Download or read book America s Unending Civil War written by William Nester and published by Frontline Books. This book was released on 2025-06-30 with total page 374 pages. Available in PDF, EPUB and Kindle. Book excerpt: The Civil War fascinates Americans like no other war in their history. Many Americans are still fighting some of the war’s issues in an Odyssey that stretches back to the first settlement and will persist until the end of time. The war itself was an Iliad of brilliant generals like Grant, Sherman, and Sheridan for the Union, or Lee, Jackson, and Forrest for the Confederacy; epic battles like Gettysburg and Chickamauga; epic sieges like Vicksburg and Petersburg; and epic naval combats such as Monitor versus Merrimack, or Kearsarge versus Alabama. It was America’s most horrific war, with more dead than all others combined. Around 625,000 soldiers and 125,000 civilians died from various causes, bringing the total to 750,000 people. Of 31 million Americans, 2.1 million northerners and 880,000 southerners donned uniforms. Why did eleven states eventually ban together to rebel against the United States? President Jefferson Davis began an answer when he said: ‘If the Confederacy falls, there should be written on its tombstone, Died of a Theory.’ That theory justified the enslavement of blacks by whites as a natural right and duty of a superior race over an inferior race; a theory, it was believed, that morally and economically elevated both races. Although slavery was the Civil War’s core cause, there were related chronic conflicts over the nature of government, citizenship, liberty, property, equality, wealth, race, identity, justice, crime, voting, power, and history – some of which issues have never entirely gone away. America’s Unending Civil War is unique among thousands of books on the subject. None before has explored the Civil War’s related and enduring conflicts of ideas and principles through four centuries of a nation’s history.

Book Astride Two Worlds

    Book Details:
  • Author : Barton C. Hacker
  • Publisher : Smithsonian Institution
  • Release : 2016-05-03
  • ISBN : 1935623923
  • Pages : 267 pages

Download or read book Astride Two Worlds written by Barton C. Hacker and published by Smithsonian Institution.
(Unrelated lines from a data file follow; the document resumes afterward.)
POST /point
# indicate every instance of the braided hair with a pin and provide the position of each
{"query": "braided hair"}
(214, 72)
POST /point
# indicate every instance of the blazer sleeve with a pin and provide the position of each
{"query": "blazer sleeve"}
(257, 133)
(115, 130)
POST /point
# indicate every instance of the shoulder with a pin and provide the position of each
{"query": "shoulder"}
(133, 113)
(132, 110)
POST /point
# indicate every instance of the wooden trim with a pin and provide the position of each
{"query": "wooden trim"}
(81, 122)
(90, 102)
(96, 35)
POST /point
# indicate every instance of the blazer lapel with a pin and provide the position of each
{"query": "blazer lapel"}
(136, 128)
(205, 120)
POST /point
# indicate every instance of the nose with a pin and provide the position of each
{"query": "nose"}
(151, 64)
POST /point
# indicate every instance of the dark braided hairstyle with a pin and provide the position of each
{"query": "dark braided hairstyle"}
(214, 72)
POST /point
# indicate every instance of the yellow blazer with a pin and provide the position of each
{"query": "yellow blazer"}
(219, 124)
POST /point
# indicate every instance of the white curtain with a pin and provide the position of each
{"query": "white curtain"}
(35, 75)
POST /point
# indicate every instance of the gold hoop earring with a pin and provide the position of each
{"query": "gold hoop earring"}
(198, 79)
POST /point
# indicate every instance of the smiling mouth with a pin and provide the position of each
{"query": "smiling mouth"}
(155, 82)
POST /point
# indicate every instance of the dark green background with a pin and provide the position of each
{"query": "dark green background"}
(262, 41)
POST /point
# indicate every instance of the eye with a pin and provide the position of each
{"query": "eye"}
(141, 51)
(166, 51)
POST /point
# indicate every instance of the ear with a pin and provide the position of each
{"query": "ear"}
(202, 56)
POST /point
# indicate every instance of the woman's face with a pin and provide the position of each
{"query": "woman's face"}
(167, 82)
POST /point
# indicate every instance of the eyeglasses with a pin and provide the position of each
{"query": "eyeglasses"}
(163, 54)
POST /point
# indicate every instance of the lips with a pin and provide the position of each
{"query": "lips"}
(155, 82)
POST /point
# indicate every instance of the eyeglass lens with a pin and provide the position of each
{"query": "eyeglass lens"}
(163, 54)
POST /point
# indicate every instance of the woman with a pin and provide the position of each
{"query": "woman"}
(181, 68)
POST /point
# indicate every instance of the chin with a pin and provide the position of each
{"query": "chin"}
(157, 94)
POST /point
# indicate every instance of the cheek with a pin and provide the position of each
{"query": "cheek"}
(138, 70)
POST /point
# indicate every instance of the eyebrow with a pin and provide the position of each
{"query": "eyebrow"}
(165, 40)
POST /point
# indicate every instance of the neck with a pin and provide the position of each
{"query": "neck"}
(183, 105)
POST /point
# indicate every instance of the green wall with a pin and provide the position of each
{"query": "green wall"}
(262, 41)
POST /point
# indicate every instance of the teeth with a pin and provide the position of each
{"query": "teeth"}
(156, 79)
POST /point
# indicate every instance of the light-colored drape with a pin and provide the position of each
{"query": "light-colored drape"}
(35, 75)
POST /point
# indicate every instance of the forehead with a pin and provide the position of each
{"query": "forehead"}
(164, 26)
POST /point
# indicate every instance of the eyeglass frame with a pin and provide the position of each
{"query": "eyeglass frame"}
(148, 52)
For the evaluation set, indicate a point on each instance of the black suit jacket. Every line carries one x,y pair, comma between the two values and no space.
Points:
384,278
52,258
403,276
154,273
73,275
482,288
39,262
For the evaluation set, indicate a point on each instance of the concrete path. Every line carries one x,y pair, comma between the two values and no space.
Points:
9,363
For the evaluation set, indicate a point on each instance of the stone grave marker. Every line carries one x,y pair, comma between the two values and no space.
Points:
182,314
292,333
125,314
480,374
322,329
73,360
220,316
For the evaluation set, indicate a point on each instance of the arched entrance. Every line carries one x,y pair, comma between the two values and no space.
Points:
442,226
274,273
This book was released on 2016-05-03 with total page 267 pages. Available in PDF, EPUB and Kindle. Book excerpt: By the middle of the nineteenth century, industrialization and military-technological innovation were beginning to alter drastically the character and conditions of warfare as it had been conducted for centuries. Occurring in the midst of these far-reaching changes, the American Civil War can justly be labeled both the last great preindustrial war and the first major war of the industrial age. Industrial capacity attained new levels of military significance as transportation improved, but in this, as in many other respects, the Civil War was distinctly transitional. Smoothbore artillery still dominated the battlefield, horse-drawn wagons and pack mules still carried the main logistic burden, seamstresses still outnumbered sewing-machine operators. Astride Two Worlds addresses the various causes and consequences of technological change for the course and outcome of the American Civil War.